The Science in Science Fiction

I was talking with a fellow writer working on a post apocalyptic novel where a disease has killed a certain demographic. As a veterinarian, I was interested in the pathogenesis of the disease: how the victims acquire the disease, how the disease behaves in the host, how the host responds. Also, does the disease organism persist in the environment? Do people who are not part of the effected demographic act as carriers? Is any of the demographic immune? When someone becomes a member of that demographic, are they then likely to acquire the disease?

The writer’s response to these questions? “I don’t want to give specifics, because I’m afraid of getting the science wrong.”

I told the writer, “Science geeks, like me, are going to want the answers to those questions. I would be bothered by the lack of answers to those questions.”

In science fiction and fantasy, you have an audience already primed to suspend their disbelief. This is an audience willing to believe that vampires are real, werewolves prowl the night, ghosts haunt old houses, witches cast real magic, elves live in the woods, and dragons fly in the sky, that aliens exist, that faster than light travel and gravity manipulation are possible. This gives you, the writer, the flexibility to create the rules that govern your world. As long as you stick to your own rules, most readers will go along with you.

The Stand, by Stephen King, is a well known example of a post apocalyptic world in which a disease known as the Superflu destroyed most of the population. The rules are clear and established. It is a version of the flu transmitted through the air. If a person contracts the superflu, they die of it, but a very small percentage of the population is completely immune.The survivors never got sick. The question of whether the disease survived was answered when the first children were born. The rules were clear, and stringently followed, and because of that, whether or not the reader questioned if the rules made sense, he accepted the reality as presented by King.

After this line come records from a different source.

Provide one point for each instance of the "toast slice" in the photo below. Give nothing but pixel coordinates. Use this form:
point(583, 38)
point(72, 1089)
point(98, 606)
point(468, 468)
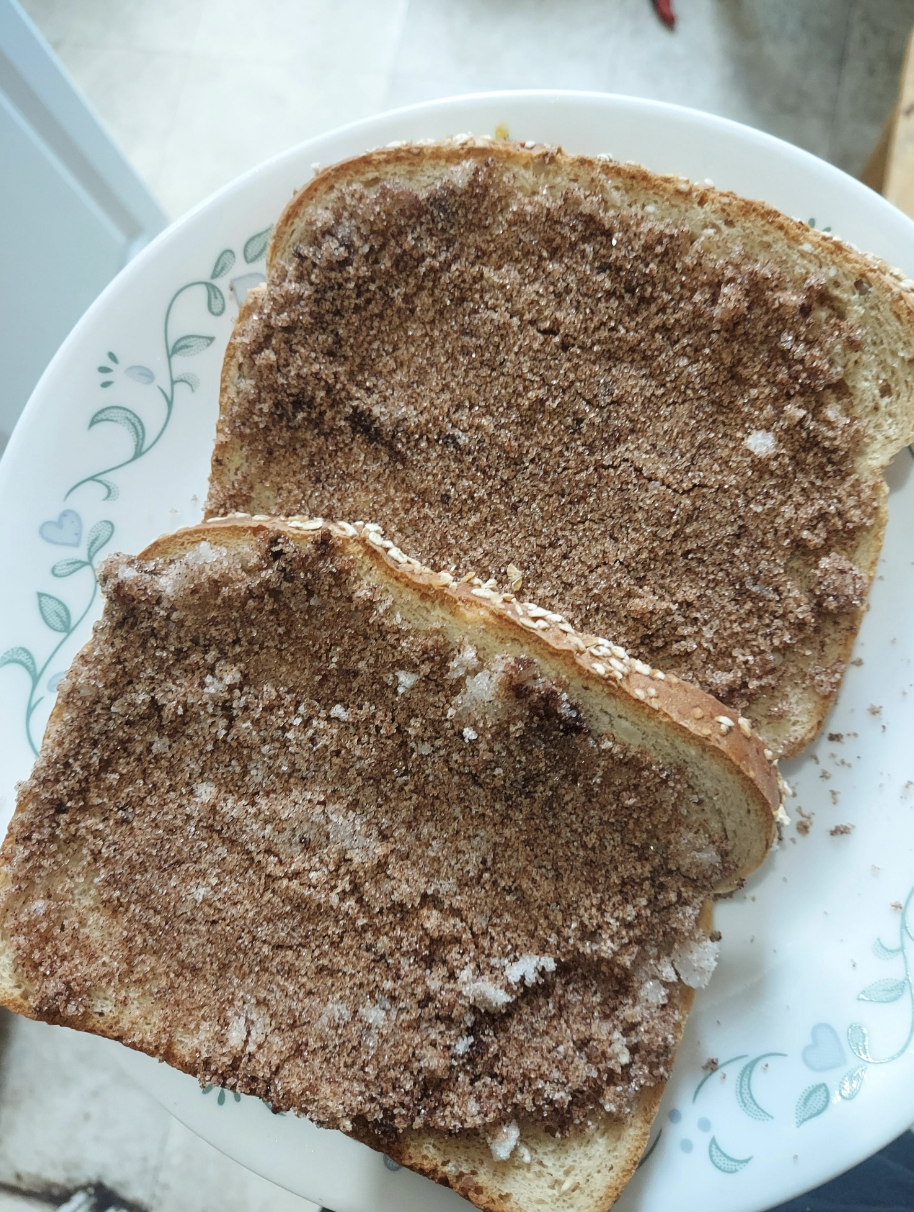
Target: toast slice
point(383, 847)
point(664, 406)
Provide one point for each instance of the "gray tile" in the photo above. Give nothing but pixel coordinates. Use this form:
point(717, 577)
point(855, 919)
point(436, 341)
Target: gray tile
point(163, 26)
point(775, 64)
point(136, 93)
point(869, 78)
point(235, 112)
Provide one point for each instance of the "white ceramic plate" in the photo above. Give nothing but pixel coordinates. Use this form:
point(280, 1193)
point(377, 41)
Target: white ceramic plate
point(811, 1012)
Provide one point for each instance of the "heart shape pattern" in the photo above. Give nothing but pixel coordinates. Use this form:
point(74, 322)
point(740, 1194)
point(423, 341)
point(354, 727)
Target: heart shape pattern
point(67, 531)
point(826, 1051)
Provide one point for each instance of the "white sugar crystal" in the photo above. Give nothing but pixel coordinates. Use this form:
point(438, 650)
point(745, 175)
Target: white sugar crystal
point(405, 680)
point(696, 961)
point(653, 994)
point(238, 1033)
point(529, 968)
point(504, 1141)
point(761, 442)
point(484, 994)
point(463, 662)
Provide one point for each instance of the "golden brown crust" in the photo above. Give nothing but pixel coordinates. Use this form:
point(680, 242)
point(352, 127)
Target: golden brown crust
point(889, 310)
point(689, 709)
point(389, 161)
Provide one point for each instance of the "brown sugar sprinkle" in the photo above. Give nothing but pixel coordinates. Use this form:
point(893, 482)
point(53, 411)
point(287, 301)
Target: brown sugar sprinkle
point(363, 870)
point(498, 377)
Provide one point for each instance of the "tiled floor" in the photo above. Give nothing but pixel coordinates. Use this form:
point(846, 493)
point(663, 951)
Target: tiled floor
point(195, 91)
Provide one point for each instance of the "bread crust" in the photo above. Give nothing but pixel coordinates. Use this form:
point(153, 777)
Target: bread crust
point(889, 309)
point(613, 1147)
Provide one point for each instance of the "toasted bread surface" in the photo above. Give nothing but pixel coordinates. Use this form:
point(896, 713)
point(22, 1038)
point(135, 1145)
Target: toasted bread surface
point(666, 406)
point(79, 927)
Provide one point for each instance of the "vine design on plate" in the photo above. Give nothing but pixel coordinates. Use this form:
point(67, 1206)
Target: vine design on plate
point(188, 344)
point(56, 615)
point(886, 989)
point(823, 1053)
point(67, 530)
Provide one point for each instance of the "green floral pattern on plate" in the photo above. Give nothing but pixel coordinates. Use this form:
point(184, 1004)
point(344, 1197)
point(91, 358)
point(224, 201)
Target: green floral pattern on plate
point(56, 613)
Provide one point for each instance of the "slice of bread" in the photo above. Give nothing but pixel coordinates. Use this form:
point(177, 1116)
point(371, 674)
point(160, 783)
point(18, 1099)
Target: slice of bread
point(666, 406)
point(315, 823)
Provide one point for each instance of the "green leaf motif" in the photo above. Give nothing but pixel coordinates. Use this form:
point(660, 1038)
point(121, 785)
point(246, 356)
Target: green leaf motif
point(858, 1041)
point(224, 262)
point(98, 536)
point(885, 953)
point(850, 1085)
point(21, 657)
point(256, 246)
point(646, 1155)
point(744, 1096)
point(812, 1102)
point(67, 567)
point(215, 299)
point(884, 990)
point(186, 347)
point(55, 612)
point(724, 1162)
point(120, 416)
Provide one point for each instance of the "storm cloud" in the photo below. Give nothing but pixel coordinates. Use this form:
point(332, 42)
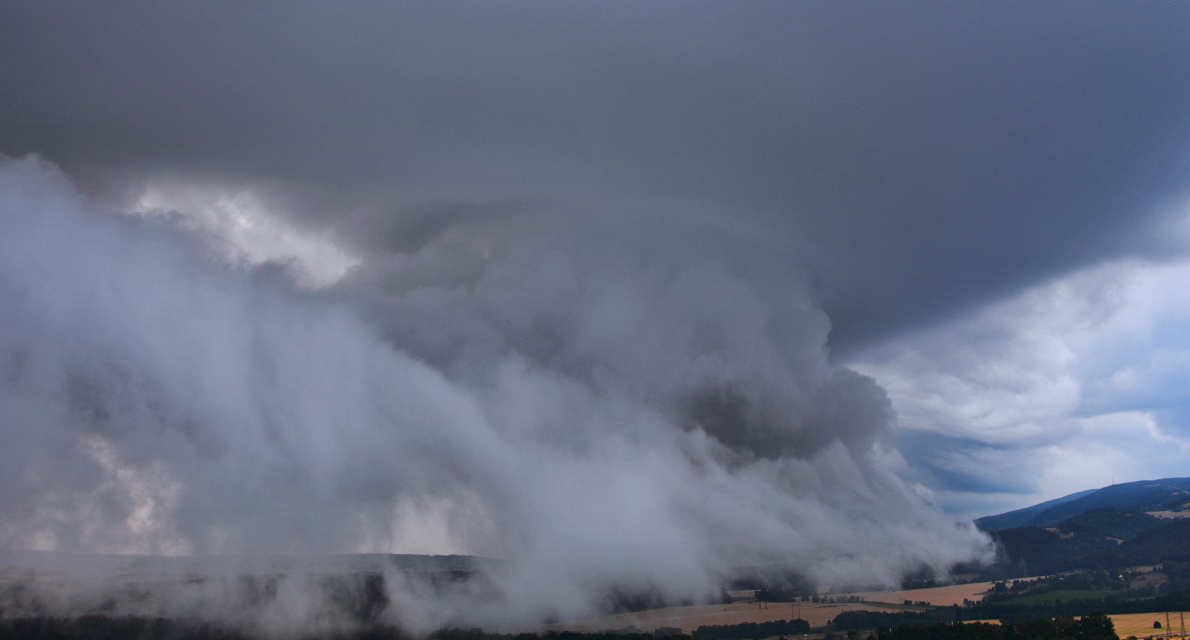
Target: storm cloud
point(563, 283)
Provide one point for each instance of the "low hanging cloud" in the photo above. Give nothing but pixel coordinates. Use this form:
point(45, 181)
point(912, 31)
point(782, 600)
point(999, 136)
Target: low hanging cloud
point(1078, 377)
point(646, 416)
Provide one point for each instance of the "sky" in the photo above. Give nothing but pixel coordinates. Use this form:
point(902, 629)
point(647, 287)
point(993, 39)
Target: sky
point(688, 286)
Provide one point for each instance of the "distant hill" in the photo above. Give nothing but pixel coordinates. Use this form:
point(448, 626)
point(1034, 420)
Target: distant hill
point(1102, 528)
point(1166, 494)
point(1021, 518)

Another novel, which I read so long ago that I can’t remember the name,* featured a disease which killed sexually active men. Men became a rare resource, and some even castrated themselves to avoid the disease. The main character was a rare male who had refused castration and still walked around out in the world. Now, speaking as someone with medical knowledge – it’s very hard to make sense of this disease. What defines sexually active? Orgasm? Penetration? Is the disease able to distinguish between masturbation, nocturnal emission, and intercourse? Does it have to be sex with a woman or are gay men victims of the disease too? And what, exactly, is it that triggers the disease? A hormone? A physiological change of some sort? In the end, though, few of those questions mattered – the writer remained consistent to his rules: sexually active men got the disease, celibate men did not. And so, though I was left with questions about the reality of the science, I still accepted it in the story.

The key to using altered reality in your SciFi or Fantasy is making sure that it’s consistent to itself. It doesn’t have to make sense in our reality as long as it makes sense in yours. If you want to decide that a disease wipes out all the brunette women in the world, be prepared to answer questions such as: if a woman was brunette but is now gray, will she be affected? What about girls who are blonde as children but their hair darkens as they get older. What about dark blondes and auburns, hair colors that are close to brunette. What is it that the disease targets? The pigment in the hair? The genes? Is it a factor of the amount of sunlight penetrating to the scalp through the hair? If that’s true, what about women who dye their hair? Does it have to make sense in our reality? No, it doesn’t. There’s no scientific reason at all for a disease to only target brunette women. But you go ahead – establish your rules, stick to them, and write a good story around it, and your readers will go right along with you.

*If someone does recognize the name/author for this description, please let me know. I’ve been using this story as an example for years and I’d like to give the author credit.

To be clear, I am not arguing for strict rules and blind obedience to them – that is not my point at all. What I’m trying to say is that you shouldn’t shy away from providing details out of fear of being wrong. You set up the world, you set up the reality, you set up the rules. If you believe in your reality and remain consistent to it, your readers will accept that and go along with you just fine.